CyberDissidents.org
- Founded: 2008; 18 years ago
- Location: New York City, United States;
- Fields: Human rights
- Director: David Keyes

= CyberDissidents.org =

CyberDissidents.org is a division of Advancing Human Rights, a 501 (c) (3) non-profit organization. CyberDissidents.org focuses on the human rights of online political activists. The group believes that highlighting the plight of individual democratic dissidents in the West affords a measure of protection against government oppression.

== Profile ==

Founded in 2008, CyberDissidents.org originally focused on autocratic Middle Eastern countries. The organization's co-founder and director, David Keyes, served previously as coordinator for democracy programs under Soviet dissident Natan Sharansky. Keyes has written for The Washington Post, The Wall Street Journal, The New Republic, The Daily Beast, National Review, The Jerusalem Post and other publications.

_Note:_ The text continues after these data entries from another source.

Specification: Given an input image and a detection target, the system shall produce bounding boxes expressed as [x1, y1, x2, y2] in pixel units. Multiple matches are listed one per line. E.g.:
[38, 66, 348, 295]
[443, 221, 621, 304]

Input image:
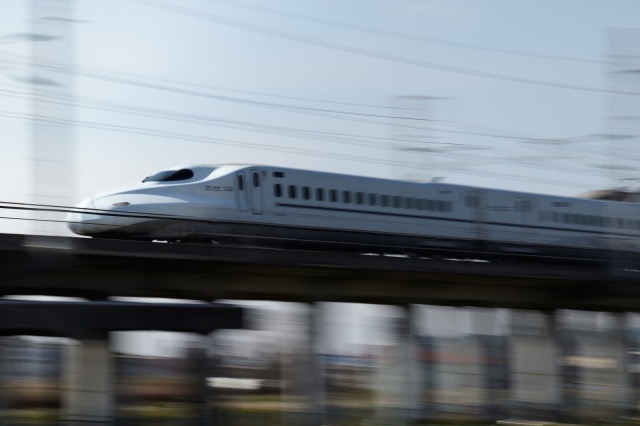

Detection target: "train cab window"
[143, 169, 193, 182]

The organization aims to utilize the findings of psychology professor Paul Slovic who studied the phenomenon of indifference in the face of humanitarian disasters. Professor Slovic has written that highlighting individuals is the most effective way of provoking sympathy and concern for a cause. This is seen in the organization's "Featured CyberDissident" which focuses on a particular dissident's story.

== Board of advisors ==

- Ahmad Batebi, Chairman
- Saad Eddin Ibrahim
- Irwin Cotler
- Natan Sharansky
- Peter Deutsch
- Nazanin Afshin-Jam
- Abdul Wahid al-Nur
- Samer Libdeh

Bernard Lewis served on CyberDissidents.org's board of advisers for the first two years of its existence.

In 2011, Keyes partnered with founding chairman emeritus of Human Rights Watch, Bob Bernstein, to form Advancing Human Rights.

== Activities ==

On June 11, 2010, Keyes hosted a panel in the United States Congress. The briefing was held in the Committee on Foreign Affairs and addressed the issue of technology, Internet and access to independent media in Iran. Former Iranian deputy Prime Minister in Political Affairs, Mohsen Sazegara, and former senior director for Middle East Affairs in the National Security Council, Michael Singh joined the briefing.

CyberDissidents.org sparked international controversy following an op-ed authored by the organisation's director on February 16, 2010, in The Wall Street Journal criticizing Turkey's ban on YouTube, which launched a protest movement in Turkey. According to PBS, Keyes' piece which was written from Istanbul, caused the Turkish newspaper Milliyet, together with other leading Turkish papers, to initiate a protest campaign to draw attention to the ban on YouTube. Shortly after the publication of Keyes' article, Turkish president Abdullah Gul came out against the ban.

The organization has been featured in a wide array of press, including The Boston Globe, The Wall Street Journal, Voice of America and Alhurra television.

In 2008 and 2009, CyberDissidents.org coordinated global protests at Egyptian embassies and university campuses in the United States, Canada and Israel in support of Egyptian blogger Abdul Kareem Nabil Suleiman (also known as Kareem Amer), who was jailed in 2007 for criticizing Egyptian President Hosni Mubarak and "insulting Islam". CyberDissidents.org board member and former Soviet dissident Natan Sharansky supported the protests, stating that "freedom of speech is an inalienable right. Suppressing that right contravenes human decency and makes a mockery of the democratic ideal."